Fitness Component Poster
Coordination training, for example, is introduced during the pre-adolescent ages while nervous system plasticity is high and movement habits have not yet been ingrained as permanent. The scope of coordination training changes during the adolescent ages, during which physical growth alters the young athlete’s previously mastered movement habits. At this time, refinement of movement should take precedent over learning new movement-based skills. One point to consider about coordination is that genetic pre-disposition plays a significant role. Less coordinated children will likely never exhibit the tendencies of naturally coordinated children regardless of training. That is not to say that improvements cannot be made, however; quite the opposite.

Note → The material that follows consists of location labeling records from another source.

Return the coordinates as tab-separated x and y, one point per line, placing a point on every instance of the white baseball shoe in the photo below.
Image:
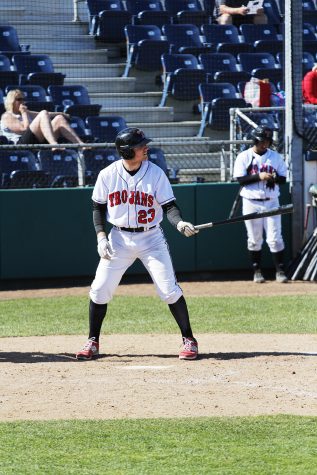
258	277
89	350
281	277
189	350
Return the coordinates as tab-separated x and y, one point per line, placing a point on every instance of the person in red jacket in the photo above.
309	86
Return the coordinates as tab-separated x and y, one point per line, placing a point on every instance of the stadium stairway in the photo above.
99	66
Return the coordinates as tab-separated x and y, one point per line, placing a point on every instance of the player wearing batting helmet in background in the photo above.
260	170
132	194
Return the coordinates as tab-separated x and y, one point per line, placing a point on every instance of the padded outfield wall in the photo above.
49	233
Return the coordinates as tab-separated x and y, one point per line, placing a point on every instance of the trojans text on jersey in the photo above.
131	197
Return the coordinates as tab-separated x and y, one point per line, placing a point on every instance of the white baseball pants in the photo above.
152	249
271	225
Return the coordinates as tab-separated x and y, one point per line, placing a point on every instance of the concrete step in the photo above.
74	42
150	114
169	129
183	146
145	99
10	13
194	160
42	9
100	85
64	29
68	57
93	71
198	175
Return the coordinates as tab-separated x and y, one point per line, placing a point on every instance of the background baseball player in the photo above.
132	194
260	170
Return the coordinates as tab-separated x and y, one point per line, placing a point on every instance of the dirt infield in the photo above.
140	376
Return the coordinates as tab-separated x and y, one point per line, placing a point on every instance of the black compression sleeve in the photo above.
280	179
173	213
247	179
99	216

Reaction time itself is an inherent ability, but overall response time can be improved by practice. Coach and athletes need to analyse the type of skill and the requirements of their sport and decide where overall response gains can be made. Consider the following:
1. Detecting the cue - in a sprint start, focusing on the starter's voice and the sound of the gun and separating this from background crowd noise and negative thoughts
2. Detecting relevant cues - a goalkeeper learning to analyse body language at penalties
3. Decision making - working on set pieces and game situations
4. Change in attention focus - being able to switch quickly from concentration on the opponent to concentration on the field of play in invasion games
5. Controlling anxiety - which slows reaction times by adding conflicting information
6. Creating optimum levels of motivation - 'psyching up'
7. Warm up - to ensure the sense organs and nervous system are ready to transmit information and the muscles to act upon it
One’s ability to react and generate force quickly is crucial to overall function and safety during movement. Reactive/power training can enhance one’s ability to dynamically stabilize, reduce and produce forces at speeds that are functionally applicable to the tasks at hand. Our nervous system will only recruit muscles at speeds it has been trained to. If we do not train the nervous system to recruit muscles quickly, when met with a demand that requires one to react quickly, the nervous system will not be able to respond appropriately. For example, if two basketball players of the same height are going up for a jump ball, the one who can react and generate force the fastest will win the jump ball. It is important to note, that reactive/power training should only be incorporated into an individual’s exercise program once they have obtained proper flexibility, core strength and balance capabilities.